Die Interviewpartner

Andreas Werb gründete 2000 die Werb Executive Consulting GmbH & Co. KG mit Sitz in Starnberg. Die auf Direktsuche von Führungskräften und hochkarätigen Experten spezialisierte Gesellschaft etablierte sich schnell als eine der führenden deutschen Search-Boutiquen und berät schwerpunktmäßig in den Bereichen TIME (Telekommunikation, Informationstechnologie, Medien, Entertainment), Handel, Konsumgüter, Energietechnik und Professional Services.
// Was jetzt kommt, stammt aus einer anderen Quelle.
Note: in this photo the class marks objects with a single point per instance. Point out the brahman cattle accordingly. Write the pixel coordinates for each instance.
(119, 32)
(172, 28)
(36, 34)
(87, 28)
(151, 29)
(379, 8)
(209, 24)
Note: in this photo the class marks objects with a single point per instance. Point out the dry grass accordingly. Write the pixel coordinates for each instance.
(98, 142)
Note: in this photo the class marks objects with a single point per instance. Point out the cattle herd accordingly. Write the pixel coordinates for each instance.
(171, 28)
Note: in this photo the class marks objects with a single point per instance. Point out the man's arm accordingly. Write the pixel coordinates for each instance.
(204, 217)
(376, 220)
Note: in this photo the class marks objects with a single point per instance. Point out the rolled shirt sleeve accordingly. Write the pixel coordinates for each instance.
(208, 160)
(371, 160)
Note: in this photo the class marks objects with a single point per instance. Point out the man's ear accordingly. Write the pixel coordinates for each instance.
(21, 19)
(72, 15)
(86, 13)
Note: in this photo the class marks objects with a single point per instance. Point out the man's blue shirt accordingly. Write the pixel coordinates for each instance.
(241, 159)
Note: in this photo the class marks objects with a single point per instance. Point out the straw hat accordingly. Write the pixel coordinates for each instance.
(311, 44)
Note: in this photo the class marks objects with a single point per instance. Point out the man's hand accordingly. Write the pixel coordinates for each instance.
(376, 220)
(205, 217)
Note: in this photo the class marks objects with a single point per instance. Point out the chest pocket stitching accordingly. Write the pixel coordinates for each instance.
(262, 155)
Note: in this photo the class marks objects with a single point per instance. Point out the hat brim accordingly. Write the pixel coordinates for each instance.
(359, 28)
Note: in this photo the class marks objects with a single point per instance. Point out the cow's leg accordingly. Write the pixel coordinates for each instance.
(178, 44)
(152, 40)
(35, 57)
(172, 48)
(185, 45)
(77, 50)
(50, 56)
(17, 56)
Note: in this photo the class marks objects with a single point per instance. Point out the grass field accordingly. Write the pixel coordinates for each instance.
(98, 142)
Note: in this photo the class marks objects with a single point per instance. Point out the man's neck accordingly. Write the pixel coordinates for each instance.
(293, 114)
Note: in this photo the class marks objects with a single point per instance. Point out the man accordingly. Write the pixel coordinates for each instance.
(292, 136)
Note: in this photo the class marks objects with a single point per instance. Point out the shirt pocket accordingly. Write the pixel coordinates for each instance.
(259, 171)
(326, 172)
Seit Beginn ihrer Geschäftstätigkeit hat sie viele Hundert Suchen für Konzerne, Mittelständler und Start-ups erfolgreich durchgeführt.

Bevor sich der studierte Betriebswirt und Germanist als Personalberater selbstständig machte, war er beim Axel Springer Verlag, der Verlagsgruppe Handelsblatt und dem Süddeutschen Verlag in unterschiedlichen Führungsrollen tätig, unter anderem als Projektleiter beim Handelsblatt-Verlag, Büroleiter der Wirtschaftswoche in Frankfurt und Geschäftsführer und Chefredakteur im Süddeutschen Verlag, unter anderem der führenden Branchenzeitschrift w&v werben und verkaufen und des New Media Report, der ersten deutschen Fachzeitschrift für Online-Marketing.
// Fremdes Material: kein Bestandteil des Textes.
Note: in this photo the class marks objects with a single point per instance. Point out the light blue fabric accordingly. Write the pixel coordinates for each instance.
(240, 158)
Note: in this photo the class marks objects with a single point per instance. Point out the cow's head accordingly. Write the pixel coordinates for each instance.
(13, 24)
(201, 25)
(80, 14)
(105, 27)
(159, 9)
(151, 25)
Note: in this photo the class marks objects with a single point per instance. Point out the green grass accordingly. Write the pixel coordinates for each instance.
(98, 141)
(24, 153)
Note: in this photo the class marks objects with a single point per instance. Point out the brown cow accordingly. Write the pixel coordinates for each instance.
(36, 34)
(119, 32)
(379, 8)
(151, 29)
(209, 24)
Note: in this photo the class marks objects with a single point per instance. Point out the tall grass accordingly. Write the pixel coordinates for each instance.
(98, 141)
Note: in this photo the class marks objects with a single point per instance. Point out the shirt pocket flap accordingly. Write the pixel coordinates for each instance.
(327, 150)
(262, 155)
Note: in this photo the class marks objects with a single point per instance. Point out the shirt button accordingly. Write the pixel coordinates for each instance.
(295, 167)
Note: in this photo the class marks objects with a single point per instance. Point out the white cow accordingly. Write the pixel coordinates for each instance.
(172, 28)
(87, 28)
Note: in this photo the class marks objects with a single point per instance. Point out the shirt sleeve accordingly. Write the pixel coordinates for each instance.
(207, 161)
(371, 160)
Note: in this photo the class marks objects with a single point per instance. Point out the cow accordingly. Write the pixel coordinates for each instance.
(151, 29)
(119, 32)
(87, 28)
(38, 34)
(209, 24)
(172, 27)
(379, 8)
Anschließend wechselte Andreas Werb als Vorstand und späterer Alleinvorstand in die börsennotierte Venture Capital-Gesellschaft InternetMediaHouse AG, deren Beteiligungsportfolio zahlreiche bekannte Internetunternehmen umfasste, darunter Sport1, Süddeutsche.de, Getmobile.

Nach europäischem Abitur an der European School Mol (Belgien) absolvierte Alrun Hild das Studium der BWL an der Rheinisch Westfälisch Technischen Hochschule in Aachen.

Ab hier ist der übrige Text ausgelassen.